The camera was 100% reset. No original settings, as if I just got it...
The SAME dogs that did this (okay, I did it by playing with them) just cost me over $600 at the vets! One dog bad ear, the other ripped toe nail!
I am glad to hear your camera was fixed! I have been following this thread because I was year-end in my car with my D800 + 24-70 in the back. The filter was shattered and the lens damaged and camera damaged. $1000 later, I have just received it all back and it looks good as new. I'll be testing it this weekend, but I'm optimistic that it is all 100%.
On this occasion, and despite the cost, the people at Nikon were very understanding and helpful in a difficult situation. I never would have looked at that lens after the accident and thought that it could be fixed.
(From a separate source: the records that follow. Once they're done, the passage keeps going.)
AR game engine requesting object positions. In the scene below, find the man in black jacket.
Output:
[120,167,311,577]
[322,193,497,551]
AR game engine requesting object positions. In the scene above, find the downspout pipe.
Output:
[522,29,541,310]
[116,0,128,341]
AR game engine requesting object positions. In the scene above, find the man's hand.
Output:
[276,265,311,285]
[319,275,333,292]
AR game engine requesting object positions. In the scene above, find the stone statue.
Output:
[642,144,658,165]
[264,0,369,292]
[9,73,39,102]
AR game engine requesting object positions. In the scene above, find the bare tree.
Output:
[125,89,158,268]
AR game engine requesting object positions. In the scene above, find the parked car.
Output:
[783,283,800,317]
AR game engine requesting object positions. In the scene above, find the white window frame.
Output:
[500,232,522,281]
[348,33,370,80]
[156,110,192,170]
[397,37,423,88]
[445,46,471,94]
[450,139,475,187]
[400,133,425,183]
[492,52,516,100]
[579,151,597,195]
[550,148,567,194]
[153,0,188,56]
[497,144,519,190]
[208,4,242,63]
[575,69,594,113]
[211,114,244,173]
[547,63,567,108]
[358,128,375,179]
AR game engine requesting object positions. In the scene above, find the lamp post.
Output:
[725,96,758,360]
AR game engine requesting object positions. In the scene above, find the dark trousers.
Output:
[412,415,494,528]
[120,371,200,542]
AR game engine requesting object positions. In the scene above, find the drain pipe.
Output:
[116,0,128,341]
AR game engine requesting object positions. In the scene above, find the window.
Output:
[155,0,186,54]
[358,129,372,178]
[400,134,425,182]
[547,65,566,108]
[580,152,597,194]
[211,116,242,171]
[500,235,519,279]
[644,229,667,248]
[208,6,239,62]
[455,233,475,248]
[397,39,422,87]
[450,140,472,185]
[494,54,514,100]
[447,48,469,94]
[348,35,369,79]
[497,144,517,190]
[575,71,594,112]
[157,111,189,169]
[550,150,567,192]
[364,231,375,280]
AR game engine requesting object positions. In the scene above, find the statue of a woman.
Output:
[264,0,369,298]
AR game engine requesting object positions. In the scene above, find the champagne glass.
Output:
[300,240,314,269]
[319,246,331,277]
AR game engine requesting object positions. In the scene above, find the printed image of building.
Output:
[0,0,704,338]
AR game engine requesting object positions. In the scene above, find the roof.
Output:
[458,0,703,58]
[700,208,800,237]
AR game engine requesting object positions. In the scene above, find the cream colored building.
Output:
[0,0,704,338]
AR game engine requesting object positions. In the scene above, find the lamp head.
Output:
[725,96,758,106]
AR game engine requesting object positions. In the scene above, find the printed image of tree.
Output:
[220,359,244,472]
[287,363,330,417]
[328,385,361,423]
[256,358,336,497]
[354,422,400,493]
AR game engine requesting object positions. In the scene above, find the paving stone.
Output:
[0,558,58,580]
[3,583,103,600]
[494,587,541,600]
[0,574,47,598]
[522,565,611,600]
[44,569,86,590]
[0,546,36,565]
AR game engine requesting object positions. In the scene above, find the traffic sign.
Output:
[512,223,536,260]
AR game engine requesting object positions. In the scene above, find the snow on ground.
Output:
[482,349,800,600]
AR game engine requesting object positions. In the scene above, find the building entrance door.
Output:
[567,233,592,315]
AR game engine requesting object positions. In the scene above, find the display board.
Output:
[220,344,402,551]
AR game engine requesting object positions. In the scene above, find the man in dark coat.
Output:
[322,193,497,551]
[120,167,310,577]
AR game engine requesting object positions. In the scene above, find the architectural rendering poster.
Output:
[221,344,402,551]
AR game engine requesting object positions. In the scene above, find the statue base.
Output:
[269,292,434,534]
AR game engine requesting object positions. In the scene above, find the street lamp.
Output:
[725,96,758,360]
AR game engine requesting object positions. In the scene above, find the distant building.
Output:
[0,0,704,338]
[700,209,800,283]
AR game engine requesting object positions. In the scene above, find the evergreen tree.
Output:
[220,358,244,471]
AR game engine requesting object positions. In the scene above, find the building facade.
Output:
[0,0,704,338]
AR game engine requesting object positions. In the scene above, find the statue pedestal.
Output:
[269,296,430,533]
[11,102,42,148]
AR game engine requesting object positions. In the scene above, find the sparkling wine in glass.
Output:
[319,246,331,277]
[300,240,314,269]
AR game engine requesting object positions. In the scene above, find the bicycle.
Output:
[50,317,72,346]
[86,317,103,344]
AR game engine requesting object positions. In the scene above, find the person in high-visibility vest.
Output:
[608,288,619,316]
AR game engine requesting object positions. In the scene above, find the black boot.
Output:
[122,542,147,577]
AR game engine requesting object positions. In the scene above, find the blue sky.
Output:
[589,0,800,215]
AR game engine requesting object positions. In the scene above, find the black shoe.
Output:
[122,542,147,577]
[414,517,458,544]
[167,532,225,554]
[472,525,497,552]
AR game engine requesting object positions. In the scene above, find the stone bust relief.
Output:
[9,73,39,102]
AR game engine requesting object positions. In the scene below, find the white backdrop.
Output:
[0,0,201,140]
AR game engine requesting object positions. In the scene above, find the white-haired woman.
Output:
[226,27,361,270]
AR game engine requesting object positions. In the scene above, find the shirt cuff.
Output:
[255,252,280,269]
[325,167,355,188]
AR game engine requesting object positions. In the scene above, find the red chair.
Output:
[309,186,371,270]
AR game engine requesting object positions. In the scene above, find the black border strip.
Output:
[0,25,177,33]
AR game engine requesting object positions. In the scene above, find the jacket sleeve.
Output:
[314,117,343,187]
Amazing.
Okay, I've been testing etc for a few days. I've come to the conclusion that my "old" (pre dropped) was somewhat out of focus a tad. This "new" camera, is freaking sharp in focus on all focus points. The live view and viewfinder shots on all 51 points are very very close to each other. Way better then before.
So nikon repair gets two thumbs up from me on my costly repair.